Qu’en est-il des démarches liées à l’établissement d’un système de contrôle interne?
Les objectifs sont différents puisqu’il s’agit de rendre des comptes dans un cas à l’interne, et dans l’autre à une autorité externe. Mais souvent les pratiques sont similaires et les projets sont liés. Les SA doivent par exemple donner un certains nombre d’éléments en annexe de leur rapport d’activité. C’est une exigence légale, mais c’est du contrôle interne. Les banques sont certainement le secteur qui est aujourd’hui le plus soumis à des contraintes, mais peu à peu tous les domaines sont concernés. Sur le marché de l’électricité, les services industriels sont tenus de rendre des comptes à l’ELCOM eu égard à la nouvelle loi sur l’électricité qui sépare la commercialisation de l’approvisionnement. Autre exemple, les transports publics genevois qui doivent rendre des comptes en matière de ponctualité, parce que c’est dans le contrat de prestation qui les lie à l’Etat.
A quoi attribuez-vous le développement chaotique de l’IT dans certaines entreprises?

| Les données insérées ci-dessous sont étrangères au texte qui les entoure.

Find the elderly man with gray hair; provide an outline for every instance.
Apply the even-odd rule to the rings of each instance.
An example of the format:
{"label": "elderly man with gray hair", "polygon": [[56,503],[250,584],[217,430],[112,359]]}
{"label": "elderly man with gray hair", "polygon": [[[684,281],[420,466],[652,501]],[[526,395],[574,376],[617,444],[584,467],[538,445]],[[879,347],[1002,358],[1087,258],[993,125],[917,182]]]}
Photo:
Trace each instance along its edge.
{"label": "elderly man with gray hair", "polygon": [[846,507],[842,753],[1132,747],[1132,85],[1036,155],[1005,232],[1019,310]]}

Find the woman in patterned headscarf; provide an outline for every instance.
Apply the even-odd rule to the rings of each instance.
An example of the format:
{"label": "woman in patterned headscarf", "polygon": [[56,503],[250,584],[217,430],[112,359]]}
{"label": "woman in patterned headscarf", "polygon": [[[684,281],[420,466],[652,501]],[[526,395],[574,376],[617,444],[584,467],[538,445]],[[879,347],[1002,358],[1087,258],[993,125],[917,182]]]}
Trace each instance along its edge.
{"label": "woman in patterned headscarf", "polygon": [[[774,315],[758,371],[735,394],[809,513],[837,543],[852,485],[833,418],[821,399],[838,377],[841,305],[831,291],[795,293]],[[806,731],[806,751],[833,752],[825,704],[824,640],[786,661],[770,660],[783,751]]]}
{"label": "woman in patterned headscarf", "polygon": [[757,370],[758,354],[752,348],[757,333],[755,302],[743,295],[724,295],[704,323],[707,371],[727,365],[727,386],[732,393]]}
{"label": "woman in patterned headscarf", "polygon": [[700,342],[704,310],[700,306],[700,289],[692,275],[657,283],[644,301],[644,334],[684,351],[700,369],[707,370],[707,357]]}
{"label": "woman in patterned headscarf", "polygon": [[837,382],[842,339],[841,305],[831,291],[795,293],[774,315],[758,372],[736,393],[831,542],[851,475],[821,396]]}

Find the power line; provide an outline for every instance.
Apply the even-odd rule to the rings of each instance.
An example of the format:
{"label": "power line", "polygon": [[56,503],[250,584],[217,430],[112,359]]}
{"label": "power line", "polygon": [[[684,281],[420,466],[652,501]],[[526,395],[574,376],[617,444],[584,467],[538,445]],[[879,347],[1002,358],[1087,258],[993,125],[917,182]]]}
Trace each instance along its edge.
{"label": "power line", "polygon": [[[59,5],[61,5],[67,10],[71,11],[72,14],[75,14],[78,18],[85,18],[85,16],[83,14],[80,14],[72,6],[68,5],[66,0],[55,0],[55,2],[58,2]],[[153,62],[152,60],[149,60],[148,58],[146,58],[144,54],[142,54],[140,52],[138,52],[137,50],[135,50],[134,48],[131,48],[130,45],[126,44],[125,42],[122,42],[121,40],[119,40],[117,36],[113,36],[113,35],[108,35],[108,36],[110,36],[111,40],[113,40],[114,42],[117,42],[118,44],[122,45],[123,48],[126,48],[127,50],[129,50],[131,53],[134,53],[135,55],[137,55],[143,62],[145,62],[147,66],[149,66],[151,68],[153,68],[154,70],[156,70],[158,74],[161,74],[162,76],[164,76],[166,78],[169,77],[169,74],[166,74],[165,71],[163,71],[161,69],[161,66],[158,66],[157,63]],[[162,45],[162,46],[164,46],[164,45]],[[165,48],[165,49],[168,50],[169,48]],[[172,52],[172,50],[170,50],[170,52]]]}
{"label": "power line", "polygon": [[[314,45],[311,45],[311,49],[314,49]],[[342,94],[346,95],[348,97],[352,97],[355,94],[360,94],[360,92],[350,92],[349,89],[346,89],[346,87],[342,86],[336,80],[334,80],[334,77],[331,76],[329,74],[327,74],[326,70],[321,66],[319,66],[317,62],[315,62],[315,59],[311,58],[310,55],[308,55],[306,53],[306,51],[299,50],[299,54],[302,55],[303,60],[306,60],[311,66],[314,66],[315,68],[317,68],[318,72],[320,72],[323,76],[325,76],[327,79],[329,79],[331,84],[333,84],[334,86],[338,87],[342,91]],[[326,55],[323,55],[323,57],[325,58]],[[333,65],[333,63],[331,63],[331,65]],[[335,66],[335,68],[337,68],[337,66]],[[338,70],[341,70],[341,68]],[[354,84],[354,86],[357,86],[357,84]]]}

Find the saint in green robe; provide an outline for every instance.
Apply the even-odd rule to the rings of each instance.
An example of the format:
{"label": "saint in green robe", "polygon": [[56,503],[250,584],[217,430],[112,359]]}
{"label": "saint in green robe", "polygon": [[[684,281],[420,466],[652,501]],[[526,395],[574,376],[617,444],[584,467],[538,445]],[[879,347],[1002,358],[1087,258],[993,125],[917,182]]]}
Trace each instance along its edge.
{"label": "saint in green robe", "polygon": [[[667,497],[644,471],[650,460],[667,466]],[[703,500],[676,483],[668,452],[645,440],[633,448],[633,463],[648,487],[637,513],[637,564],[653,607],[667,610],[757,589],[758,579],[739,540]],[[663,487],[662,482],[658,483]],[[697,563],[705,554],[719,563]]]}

Je ne parlerais pas de chaos. Il y a simplement des couches d’architectures différentes qui se sont accumulées au fil des ans. Je pense qu’il y a également eu un enthousiasme pour les nouvelles technologies ces 15 dernières années, qui a eu des vertus mais qui a aussi conduit à des surinvestissements. Plus que la maîtrise des coûts qui a toujours été à l’ordre du jour, les entreprises veulent s’assurer du retour sur investissement de leurs projets informatiques.
Quels sont les principaux obstacles rencontrés par les organisations dans la mise en œuvre de cette gouvernance du SI?
Il y a bien entendu les problèmes classiques rencontrés dans tout projet, comme la résistance au changement, contre lesquels il existe diverses approches. Mais je vois deux difficultés plus spécifiques. La première est liée à la foison de normes: il est difficile de s’y retrouver entre ISO, COBIT, ITIL, etc. Les entreprises ne savent pas ce qui leur convient le mieux et, en tout cas en Suisse romande, il manque d’experts, de personnes qui s’y connaissent vraiment et qui ont de l’expérience en la matière. Deuxième difficulté: les gens veulent aller vite et obtenir des quick wins, ce qui se comprend. Or, si l’on veut changer un modèle de maturité et introduire des structures de gouvernance, cela signifie des projets longs qui coûtent chers. Ici aussi, il est utile de pouvoir recourir à des experts à même de recommander pragmatiquement quels éléments choisir au cas par cas. Et peut-être ne pas viser à tout prix la certification, qui est très difficile à obtenir.
Qui prend ces projets en main dans les entreprises?
Je constate dans les formations que nous donnons à l’IDHEAP, que les projets de gouvernance du SI débordent de plus en plus le cadre de l’informatique. Les départements financiers s’y sont toujours intéressés, mais l’on voit aussi maintenant, par exemple, les départements juridiques s’en occuper. Plus généralement, de plus en plus d’entreprises sortent des approches «maître d’ouvrage et maître d’œuvre» et impliquent plus étroitement les métiers dans la conduite de projets informatiques. Le responsable IT d’un canton me disait récemment que dans tous ses projets, le chef de projet est maintenant quelqu’un du métier.
Quelles erreurs fréquentes constatez-vous dans la mise en œuvre de la gouvernance du SI?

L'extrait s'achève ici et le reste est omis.